The second was better. The third was a mess, he almost touched a wingtip and frightened himself sick. The fourth and fifth were adequate.
As he climbed away he noticed figures sitting in deckchairs outside the officers’ mess. After all the stress and tension of five landings he found it quite pleasant to relax and let the Quirk climb in a long, wide spiral. Going up seemed to lessen the pressure on his bladder. The higher he went, the easier it felt.
At three thousand feet, when he levelled out, he was utterly untroubled. He switched off the engine. The sudden silence was itself an added balm. The nose dipped, the Quirk found a happy angle and started to slide back down the spiral. Its wires fluted pleasantly, drifting up and down the scale as the plane gained or lost some speed. There were clouds about, but they were small and harmless and they showed their good manners by keeping out of his way. He sailed down, shutting his eyes as the Quirk turned to face the late-afternoon sun, then opening them to enjoy the light washing over the eastern sky.
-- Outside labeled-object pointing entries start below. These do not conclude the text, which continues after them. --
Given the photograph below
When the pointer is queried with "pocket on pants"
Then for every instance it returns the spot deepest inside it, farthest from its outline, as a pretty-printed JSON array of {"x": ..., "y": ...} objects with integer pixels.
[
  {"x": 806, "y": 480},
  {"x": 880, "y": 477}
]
At two thousand feet he glanced below to check his position and was shocked when he could not find the aerodrome. He searched hard as the Quirk circled. The second time around he saw it, completely in the wrong place, over in the west, half-lost in the haze. At once he stopped his spiral descent and steered for the field. How had it moved so far away? All he had done was spiral up and spiral down. What had gone wrong? He glanced up. The friendly little clouds were still scudding eastward. He saw his mistake. Because it was calm at ground level he hadn’t considered the risk of wind up there. All the time he’d been climbing, the wind had been pushing him eastward.
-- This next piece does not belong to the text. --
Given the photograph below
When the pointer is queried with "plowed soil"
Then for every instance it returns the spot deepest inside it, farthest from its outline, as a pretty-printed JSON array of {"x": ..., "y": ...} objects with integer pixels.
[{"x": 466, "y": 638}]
The altimeter was lazily unwinding: he was down to twelve hundred feet, and head-on to the wind. He’d be lucky to glide home, let alone land properly. He was afraid. Fear struck at his weakest point. A spurt of urine soaked his left thigh. This weakness angered him, and he stopped the flow, but his drenched leg was still shaking so much that his boot rattled in the rudder-straps.
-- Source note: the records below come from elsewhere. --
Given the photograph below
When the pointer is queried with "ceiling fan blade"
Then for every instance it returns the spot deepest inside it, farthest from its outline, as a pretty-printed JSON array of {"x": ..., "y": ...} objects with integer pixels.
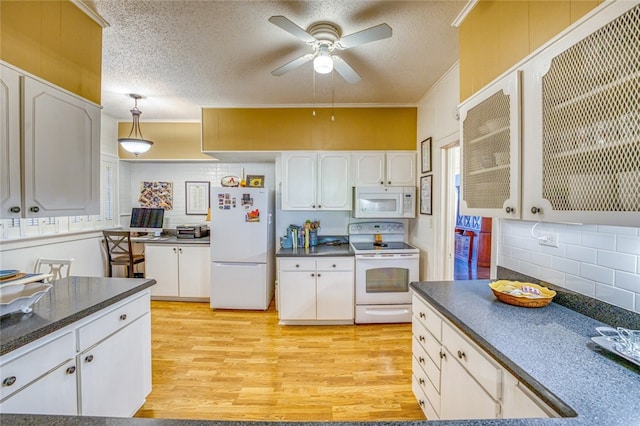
[
  {"x": 292, "y": 28},
  {"x": 290, "y": 66},
  {"x": 345, "y": 70},
  {"x": 376, "y": 33}
]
In the end he had forty feet to spare when he sailed over the fence. Both legs were trembling now. As he saw the grass below him, a great shudder of relief went through his body. The Quirk felt the shudder, and responded. Paxton saw the wings tremble and thought it was the start of a stall, shoved the stick forward, remembered how low he was, changed his mind, snatched the stick back and overdid it. The Quirk settled on its heels and stalled and fell out of the sky.
It was only twenty feet but Paxton heard an undercarriage strut crack as the plane bounced with a jolt that shook his head like a balloon on a stick. When the Quirk came down again the strut collapsed altogether, throwing its weight on that wing, which crumpled with much ripping and snapping. The surviving wheel-strut folded up and the Quirk slid on its belly, exhausting its momentum against the grass.
Long before then, Paxton’s bladder had given up the fight. It knew its civic duty but this kind of insanity was asking too much. For fifteen seconds he gushed like an open tap.
Paxton unstrapped himself and stepped out. It felt odd to be standing on the ground yet looking over the top of the aeroplane. He wanted to weep. For five days he had been doing his damnedest to get this Quirk to Pepriac, where the RFC was crying out for them. It wasn’t fair. Slightly bow-legged, he walked around the wreck. Maybe they could mend it. He was as wet as a baby. He felt like a baby. He felt a depth of shame and hopelessness he had not known since he was a child. Five days in the air, to end up like this. He had let everyone down: Sherborne, England, the squadron commander. His boots squelched. The noise was shamefully loud in his ears until he realised that the squelching was outside, not inside. The ground was drenched with petrol. A fuel tank must have split. Oh God.